[Subject Prev][Subject Next][Thread Prev][Thread Next][Date Index][Thread Index]

[hts-users:02576] Is it OK to use a few and long speech files for HTS training?


Dear all.

I am using 19 audio-book files (about 8 minutes for each file => total 160 minutes) spoken by a single speaker, who is a native speaker of American English.
audio file format has been changed to raw
utt files were created by festival.
HTS versions I tried were 2.1.1 and 2.1 (both had same problem)
The problem I have now is following
In the initialization and reestimation ste, the number of observation sequences does not match with the number of corresponding phoneme in the audio-book data that I am using.
I compared it with what I got by running HTS-demo of using cmu_us_arctic_slt database.
When I used cmu_us_arctic_slt database, the number of a certain phoneme (ex: aa, oy) was same to the number of the observation sequences loaded for initialization and reestimation step.

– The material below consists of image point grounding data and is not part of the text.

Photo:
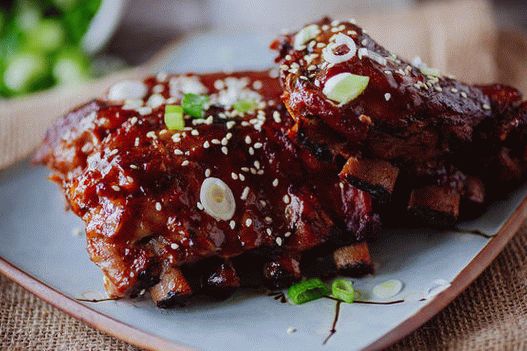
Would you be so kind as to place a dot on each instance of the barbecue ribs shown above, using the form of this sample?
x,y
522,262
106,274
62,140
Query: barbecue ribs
x,y
138,187
419,142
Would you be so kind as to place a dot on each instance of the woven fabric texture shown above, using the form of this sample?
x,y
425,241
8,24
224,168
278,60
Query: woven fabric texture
x,y
490,315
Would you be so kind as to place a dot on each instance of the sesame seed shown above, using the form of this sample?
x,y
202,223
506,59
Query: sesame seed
x,y
276,117
245,193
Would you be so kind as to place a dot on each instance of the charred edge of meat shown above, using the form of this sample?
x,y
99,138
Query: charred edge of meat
x,y
221,282
473,200
434,205
321,151
352,260
376,177
281,272
173,289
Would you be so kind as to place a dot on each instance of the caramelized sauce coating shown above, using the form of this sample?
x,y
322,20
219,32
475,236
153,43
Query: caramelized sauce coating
x,y
433,129
137,185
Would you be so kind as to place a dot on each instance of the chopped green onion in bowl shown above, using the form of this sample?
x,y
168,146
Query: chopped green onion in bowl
x,y
71,66
342,289
244,106
48,35
25,72
194,104
344,87
174,117
40,44
307,290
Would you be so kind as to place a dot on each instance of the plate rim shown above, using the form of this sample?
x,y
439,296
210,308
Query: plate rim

I am wondering if this problem happened because of the size of utt files (It is too big and long. So *.lab files are also big and long)
Or, would it be happened because of the file name that I set? (I uses 01-02.utt, 01-03.utt, ... 01-10.utt, 02-01.utt, ..., 02.10.utt)

I would appreciate if you would give me some advice on this problem.

thank you in advance

jangwon